We supped, we read, we ran, we slept. That was the whole weekend. On our own terms, in our own time, at our own pace, for days and days, on repeat. Eat, read, run, eat, read, sleep. In perfect weather. With gorgeous views. In silence, most of the time, but also talking about things small and tall.

There was only one problem: I’m not used to luxuriating in wall-to-wall “there is no wrong choice.” I’m used to cramming little bits of sanity and health into giant gobs of should and must and have to and hurry up.

So I woke panicked because I missed my kids and was sure something was wrong. (There is nothing wrong. They’re healthy and happy and three days without me is a vacation for them, too.)

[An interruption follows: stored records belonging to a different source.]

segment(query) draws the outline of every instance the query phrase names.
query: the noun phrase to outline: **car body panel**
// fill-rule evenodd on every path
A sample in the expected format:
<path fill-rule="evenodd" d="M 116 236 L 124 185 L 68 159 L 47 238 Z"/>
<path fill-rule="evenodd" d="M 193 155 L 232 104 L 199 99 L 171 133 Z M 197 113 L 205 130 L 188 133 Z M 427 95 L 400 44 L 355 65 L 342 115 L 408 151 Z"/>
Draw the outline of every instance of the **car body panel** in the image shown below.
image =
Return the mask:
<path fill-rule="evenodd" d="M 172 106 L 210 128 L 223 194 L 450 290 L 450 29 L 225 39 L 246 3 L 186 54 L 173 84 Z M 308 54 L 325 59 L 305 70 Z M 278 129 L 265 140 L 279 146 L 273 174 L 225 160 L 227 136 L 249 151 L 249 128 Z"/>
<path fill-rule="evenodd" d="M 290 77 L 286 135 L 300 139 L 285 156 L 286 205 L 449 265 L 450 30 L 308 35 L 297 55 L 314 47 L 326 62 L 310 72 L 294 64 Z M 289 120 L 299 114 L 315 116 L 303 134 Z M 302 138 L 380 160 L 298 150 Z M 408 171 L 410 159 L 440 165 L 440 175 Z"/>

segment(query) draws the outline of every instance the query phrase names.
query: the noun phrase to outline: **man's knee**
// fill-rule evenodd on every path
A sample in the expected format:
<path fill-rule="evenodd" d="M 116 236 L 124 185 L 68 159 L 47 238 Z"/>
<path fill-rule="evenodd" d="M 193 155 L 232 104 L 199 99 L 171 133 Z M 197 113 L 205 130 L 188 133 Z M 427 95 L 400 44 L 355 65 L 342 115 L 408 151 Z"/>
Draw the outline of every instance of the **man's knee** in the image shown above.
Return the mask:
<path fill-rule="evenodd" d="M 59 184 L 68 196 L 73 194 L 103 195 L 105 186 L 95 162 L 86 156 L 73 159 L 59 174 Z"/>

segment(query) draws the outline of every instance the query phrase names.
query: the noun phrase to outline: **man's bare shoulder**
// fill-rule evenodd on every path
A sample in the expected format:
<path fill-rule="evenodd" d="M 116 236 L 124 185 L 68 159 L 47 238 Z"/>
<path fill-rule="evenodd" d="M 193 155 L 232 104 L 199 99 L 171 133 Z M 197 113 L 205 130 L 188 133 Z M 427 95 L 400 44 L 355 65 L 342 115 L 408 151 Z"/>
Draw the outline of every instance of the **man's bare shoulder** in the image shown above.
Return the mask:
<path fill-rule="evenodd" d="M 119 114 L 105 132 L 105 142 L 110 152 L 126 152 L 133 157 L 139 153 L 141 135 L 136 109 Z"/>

And  I woke panicked because I’d forgotten two things at work. (Whatever. I’ll add them to the long list and get to them as priorities dictate. The work is never done. Ever.)

And I woke panicked because the trip is coming to a close and I still have book and work and handwritten letters to finish. (Yep. That’s as small as it sounds. Cost me three hours of sleep, though. Midnight panic, 3am panic, 5am panic. Super useful way to spend the last night in a quiet, solitary space.)


What a glorious gift, to have nothing to worry about except where and when to eat, run, sleep, and read. It doesn’t get much better.

Most people don’t get this. They can’t afford to take vacations. They can’t leave their children with someone else. They don’t have the time off work, especially with multiple jobs. I’m incredibly lucky that working my brains out and being in the middle of a divorce means I can take vacation.

And I’m immeasurably lucky that I have a friend who makes the whole process exponentially better.

May you all have something like this, and so much more.